28 Aralık 2011'de 34 sivilin hayatını kaybettiği Roboski katliamı
ve sınırdaki kaçakçılık faaliyetlerini anlatan belgesel filmi
Hatırlıyorum (Bîra Mı'têtın) 27. Ankara Uluslararası Film Festivali
programından çıkarıldı.
Filmin yönetmeni Selim Yıldız, ulusal belgesel kategorisinde
yarışmaya alınan filmin ön elemeyi geçtiğini ve gösterim gününün
belli olmasına rağmen son anda festival programından çıkarıldığını
söyledi.
Bu yıl 28 Nisan – 8 Mayıs tarihleri arasında gerçekleşecek olan 27.

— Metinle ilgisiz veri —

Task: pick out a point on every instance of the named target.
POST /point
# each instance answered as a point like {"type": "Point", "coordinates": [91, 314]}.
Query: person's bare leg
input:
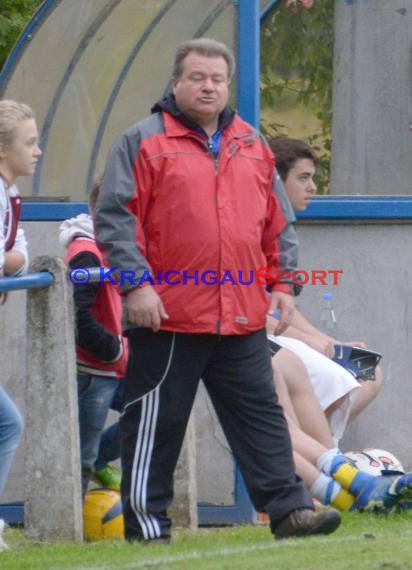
{"type": "Point", "coordinates": [302, 443]}
{"type": "Point", "coordinates": [368, 392]}
{"type": "Point", "coordinates": [306, 407]}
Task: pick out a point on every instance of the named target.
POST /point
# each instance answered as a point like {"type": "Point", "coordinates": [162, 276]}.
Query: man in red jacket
{"type": "Point", "coordinates": [188, 218]}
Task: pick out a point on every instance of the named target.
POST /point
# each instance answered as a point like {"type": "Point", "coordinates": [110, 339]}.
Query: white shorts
{"type": "Point", "coordinates": [329, 380]}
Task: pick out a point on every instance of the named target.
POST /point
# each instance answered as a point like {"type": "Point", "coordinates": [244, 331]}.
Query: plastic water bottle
{"type": "Point", "coordinates": [327, 315]}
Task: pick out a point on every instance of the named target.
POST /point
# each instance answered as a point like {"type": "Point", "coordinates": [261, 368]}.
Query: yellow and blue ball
{"type": "Point", "coordinates": [103, 515]}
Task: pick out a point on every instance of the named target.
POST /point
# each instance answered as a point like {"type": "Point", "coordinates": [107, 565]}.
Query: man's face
{"type": "Point", "coordinates": [299, 184]}
{"type": "Point", "coordinates": [202, 90]}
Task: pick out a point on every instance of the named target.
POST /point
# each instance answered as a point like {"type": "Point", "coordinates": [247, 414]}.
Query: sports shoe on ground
{"type": "Point", "coordinates": [3, 545]}
{"type": "Point", "coordinates": [385, 492]}
{"type": "Point", "coordinates": [305, 522]}
{"type": "Point", "coordinates": [109, 477]}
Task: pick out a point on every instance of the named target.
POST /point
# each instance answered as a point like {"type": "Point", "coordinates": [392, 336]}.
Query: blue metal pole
{"type": "Point", "coordinates": [248, 60]}
{"type": "Point", "coordinates": [30, 281]}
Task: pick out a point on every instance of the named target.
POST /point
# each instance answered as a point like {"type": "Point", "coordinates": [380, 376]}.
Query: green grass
{"type": "Point", "coordinates": [363, 542]}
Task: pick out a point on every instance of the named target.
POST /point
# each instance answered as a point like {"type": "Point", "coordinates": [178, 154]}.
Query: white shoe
{"type": "Point", "coordinates": [3, 545]}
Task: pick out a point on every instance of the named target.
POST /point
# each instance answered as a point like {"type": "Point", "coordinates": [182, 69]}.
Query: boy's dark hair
{"type": "Point", "coordinates": [94, 194]}
{"type": "Point", "coordinates": [287, 151]}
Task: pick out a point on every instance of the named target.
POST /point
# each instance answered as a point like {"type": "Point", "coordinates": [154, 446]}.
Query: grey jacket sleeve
{"type": "Point", "coordinates": [116, 226]}
{"type": "Point", "coordinates": [289, 244]}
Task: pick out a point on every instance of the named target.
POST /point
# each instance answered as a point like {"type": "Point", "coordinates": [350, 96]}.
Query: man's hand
{"type": "Point", "coordinates": [322, 343]}
{"type": "Point", "coordinates": [145, 308]}
{"type": "Point", "coordinates": [286, 305]}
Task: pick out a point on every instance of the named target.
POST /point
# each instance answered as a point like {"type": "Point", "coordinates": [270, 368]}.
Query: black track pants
{"type": "Point", "coordinates": [162, 378]}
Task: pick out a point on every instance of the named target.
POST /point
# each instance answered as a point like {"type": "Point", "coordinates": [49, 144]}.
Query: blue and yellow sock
{"type": "Point", "coordinates": [329, 492]}
{"type": "Point", "coordinates": [336, 465]}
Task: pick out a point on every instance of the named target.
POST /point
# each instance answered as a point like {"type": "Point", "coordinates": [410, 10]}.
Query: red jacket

Ankara Uluslararası Film Festivali'ne gönderilen Hatırlıyorum (Bîra
Mı'têtın) ilk elemeyi geçerek ulusal belgesel kategorisinde
yarışmaya alındı. Bakanlıktan kayıt –tescil belgesi almayı kabul
etmedikleri için festival yönetimi tarafından belgeselin programdan
çıkarıldığını söyleyen Yıldız, "İstanbul Film Festivali'nin Bakur
filmine uyguladığı sansürü bize de uyguluyorlar. Oysa ticari
olmayan gösterimler için kayıt-tescil belgesini alma zorunluluğumuz
yok" dedi.
"YARIŞMANIN MEŞRULUĞU ORTADAN KALKTI"
"Belgeselin programdan çıkarılması demek, söz konusu yarışmanın
meşruluğunu da ortadan kaldırıyor" diyen Yıldız, sözlerini şöyle
sürdürdü:
"Kayıt tescil belgesi zorunluluğu pek çok filmin başvuru yapmasının
önünü kestiğinden bir değerlendirme için gerekli olan asgari
eşitlik koşulları daha baştan sağlanamıyor."

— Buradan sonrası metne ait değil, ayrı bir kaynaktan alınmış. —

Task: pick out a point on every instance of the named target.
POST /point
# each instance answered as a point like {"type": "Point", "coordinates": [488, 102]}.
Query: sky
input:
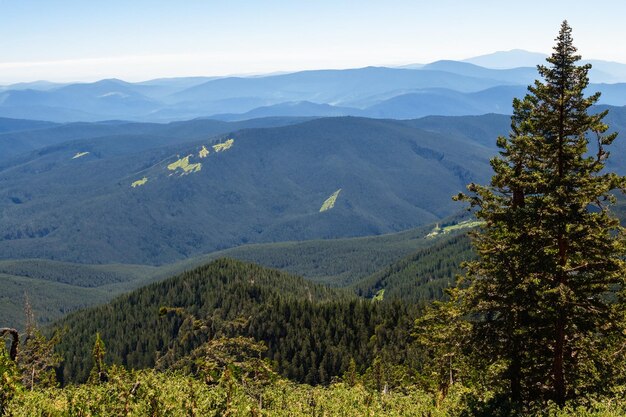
{"type": "Point", "coordinates": [134, 40]}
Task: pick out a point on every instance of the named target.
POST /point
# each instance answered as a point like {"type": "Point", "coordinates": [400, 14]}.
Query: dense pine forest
{"type": "Point", "coordinates": [517, 310]}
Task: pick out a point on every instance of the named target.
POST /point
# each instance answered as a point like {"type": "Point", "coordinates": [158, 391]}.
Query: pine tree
{"type": "Point", "coordinates": [543, 290]}
{"type": "Point", "coordinates": [99, 371]}
{"type": "Point", "coordinates": [37, 357]}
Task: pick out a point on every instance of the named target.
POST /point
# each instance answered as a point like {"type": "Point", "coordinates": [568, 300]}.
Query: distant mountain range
{"type": "Point", "coordinates": [152, 193]}
{"type": "Point", "coordinates": [471, 87]}
{"type": "Point", "coordinates": [144, 193]}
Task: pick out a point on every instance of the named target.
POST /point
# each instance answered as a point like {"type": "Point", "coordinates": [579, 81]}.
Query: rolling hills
{"type": "Point", "coordinates": [311, 331]}
{"type": "Point", "coordinates": [443, 87]}
{"type": "Point", "coordinates": [75, 201]}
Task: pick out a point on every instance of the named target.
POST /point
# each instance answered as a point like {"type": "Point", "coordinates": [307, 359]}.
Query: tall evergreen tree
{"type": "Point", "coordinates": [543, 290]}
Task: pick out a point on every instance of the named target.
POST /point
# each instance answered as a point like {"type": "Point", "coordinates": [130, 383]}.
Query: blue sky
{"type": "Point", "coordinates": [67, 40]}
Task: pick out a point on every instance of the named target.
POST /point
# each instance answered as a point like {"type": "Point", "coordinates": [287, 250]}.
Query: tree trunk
{"type": "Point", "coordinates": [559, 348]}
{"type": "Point", "coordinates": [14, 344]}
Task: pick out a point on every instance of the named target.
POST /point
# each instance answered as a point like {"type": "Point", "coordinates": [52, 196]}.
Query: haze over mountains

HATIRLIYORUM (BÎRA MI'TÊTIN) BELGESELİ'NİN
HİKAYESİ
Roboskîliler, üç nesilden bu yana ekonomik faaliyetlerinin büyük
bir kısmını kaçak yollarla idame ediyor. Sınırların çizildiği
yaklaşık 100 yıllık süreçte hep ölümler meydana gelmiş. En son 28
Aralık 2011 yılında TSK uçakları tarafından sınır ticareti
yaptıkları sınır hattında 19'u çocuk, 34 kişi katledildi. Son 62
yıllık sınır ticaretine tanıklık eden Ahmet Encü, "Her şeyi
'Hatırlıyorum'' diyor.
2011 yılındaki katliamda 16 yaşındaki abisini kaybeden 14 yaşındaki
Sinan, eve bakma sorumluluğunu üstlenmiş. Sinan'ı telaşla hüzünle,
korku ile bekleyip yaşayan Sinan'ın annesi, yani Hayyam'ın bütün
isteği oğlunu kaybetmemek.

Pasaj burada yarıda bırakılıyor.